🤖 AI Summary
Addressing the dual challenges of fine-grained localization and semantic open-set classification in remote sensing imagery, this paper proposes the first unsupervised three-stage framework for land cover analysis. First, a fine-tuned Segment Anything Model (SAM) enables label-free pixel-level mask extraction. Second, a two-stage fine-tuning strategy adapts a multimodal large language model (MLLM) to automatically generate semantic names and contextual descriptions for novel land cover classes. Third, an LLM-as-judge mechanism evaluates the plausibility of generated descriptions. This work pioneers the deep integration of MLLMs into the land cover understanding pipeline, achieving high-precision segmentation and interpretable semantic outputs without any human annotation.
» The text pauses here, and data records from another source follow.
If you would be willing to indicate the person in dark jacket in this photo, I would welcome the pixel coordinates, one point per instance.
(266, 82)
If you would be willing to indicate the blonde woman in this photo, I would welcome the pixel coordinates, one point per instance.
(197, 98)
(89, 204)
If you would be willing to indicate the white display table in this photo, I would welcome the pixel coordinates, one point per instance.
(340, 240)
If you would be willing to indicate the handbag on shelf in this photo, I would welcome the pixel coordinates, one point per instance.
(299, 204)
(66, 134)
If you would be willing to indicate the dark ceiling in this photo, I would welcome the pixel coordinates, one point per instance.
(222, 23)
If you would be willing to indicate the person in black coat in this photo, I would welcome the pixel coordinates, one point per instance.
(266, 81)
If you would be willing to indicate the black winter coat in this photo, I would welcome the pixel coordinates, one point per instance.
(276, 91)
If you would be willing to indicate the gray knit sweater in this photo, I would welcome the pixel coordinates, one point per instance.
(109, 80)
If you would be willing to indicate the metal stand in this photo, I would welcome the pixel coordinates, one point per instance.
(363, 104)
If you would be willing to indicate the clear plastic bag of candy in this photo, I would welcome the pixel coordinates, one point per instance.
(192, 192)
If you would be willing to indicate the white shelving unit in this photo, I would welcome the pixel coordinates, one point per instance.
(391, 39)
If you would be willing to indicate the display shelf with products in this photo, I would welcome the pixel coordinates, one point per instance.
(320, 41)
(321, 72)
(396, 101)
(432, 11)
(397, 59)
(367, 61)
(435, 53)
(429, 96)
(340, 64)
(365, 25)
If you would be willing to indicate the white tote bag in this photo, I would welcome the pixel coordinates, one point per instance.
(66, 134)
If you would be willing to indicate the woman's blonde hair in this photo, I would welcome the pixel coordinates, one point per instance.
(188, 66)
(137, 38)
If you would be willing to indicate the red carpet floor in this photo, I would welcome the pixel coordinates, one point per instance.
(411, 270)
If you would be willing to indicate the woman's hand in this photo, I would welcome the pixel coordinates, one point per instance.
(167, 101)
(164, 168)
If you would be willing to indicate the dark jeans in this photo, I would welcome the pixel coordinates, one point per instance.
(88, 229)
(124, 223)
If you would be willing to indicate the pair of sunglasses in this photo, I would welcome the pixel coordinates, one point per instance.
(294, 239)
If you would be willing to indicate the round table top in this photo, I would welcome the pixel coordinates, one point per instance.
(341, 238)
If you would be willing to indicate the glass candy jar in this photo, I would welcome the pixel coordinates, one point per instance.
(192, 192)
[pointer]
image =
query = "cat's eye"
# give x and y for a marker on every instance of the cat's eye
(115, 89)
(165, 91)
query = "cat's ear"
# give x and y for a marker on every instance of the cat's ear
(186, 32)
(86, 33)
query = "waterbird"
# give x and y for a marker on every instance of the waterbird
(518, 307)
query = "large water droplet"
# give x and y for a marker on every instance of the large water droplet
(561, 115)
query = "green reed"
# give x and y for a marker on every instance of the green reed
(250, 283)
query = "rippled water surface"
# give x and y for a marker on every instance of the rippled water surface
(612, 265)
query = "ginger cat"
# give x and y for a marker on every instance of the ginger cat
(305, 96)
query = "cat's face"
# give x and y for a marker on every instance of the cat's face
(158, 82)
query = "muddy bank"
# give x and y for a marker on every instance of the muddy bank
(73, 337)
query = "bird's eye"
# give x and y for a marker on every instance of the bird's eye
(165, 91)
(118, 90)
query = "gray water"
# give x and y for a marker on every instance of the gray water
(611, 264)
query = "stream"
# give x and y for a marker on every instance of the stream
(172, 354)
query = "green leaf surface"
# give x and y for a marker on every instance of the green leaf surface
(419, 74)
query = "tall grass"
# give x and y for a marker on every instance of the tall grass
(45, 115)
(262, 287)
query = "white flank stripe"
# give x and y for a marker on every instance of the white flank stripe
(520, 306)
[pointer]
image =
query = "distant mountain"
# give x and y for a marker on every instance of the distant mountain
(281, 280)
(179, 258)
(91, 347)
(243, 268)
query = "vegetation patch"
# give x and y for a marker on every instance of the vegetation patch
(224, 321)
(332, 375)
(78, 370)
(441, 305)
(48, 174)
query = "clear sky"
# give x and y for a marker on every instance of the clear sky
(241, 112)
Experiments on diverse satellite imagery demonstrate strong generalization capability and human-readable outputs, significantly enhancing the practicality and scalability of automated cartographic updating and large-scale Earth observation analytics.
📝 Abstract
Open-set land-cover analysis in remote sensing requires the ability to achieve fine-grained spatial localization and semantically open categorization. This involves not only detecting and segmenting novel objects without categorical supervision but also assigning them interpretable semantic labels through multimodal reasoning. In this study, we introduce OSDA, an integrated three-stage framework for annotation-free open-set land-cover discovery, segmentation, and description. The pipeline consists of: (1) precise discovery and mask extraction with a promptable fine-tuned segmentation model (SAM), (2) semantic attribution and contextual description via a two-phase fine-tuned multimodal large language model (MLLM), and (3) LLM-as-judge and manual scoring of the MLLMs evaluation. By combining pixel-level accuracy with high-level semantic understanding, OSDA addresses key challenges in open-world remote sensing interpretation. Designed to be architecture-agnostic and label-free, the framework supports robust evaluation across diverse satellite imagery without requiring manual annotation. Our work provides a scalable and interpretable solution for dynamic land-cover monitoring, showing strong potential for automated cartographic updating and large-scale earth observation analysis.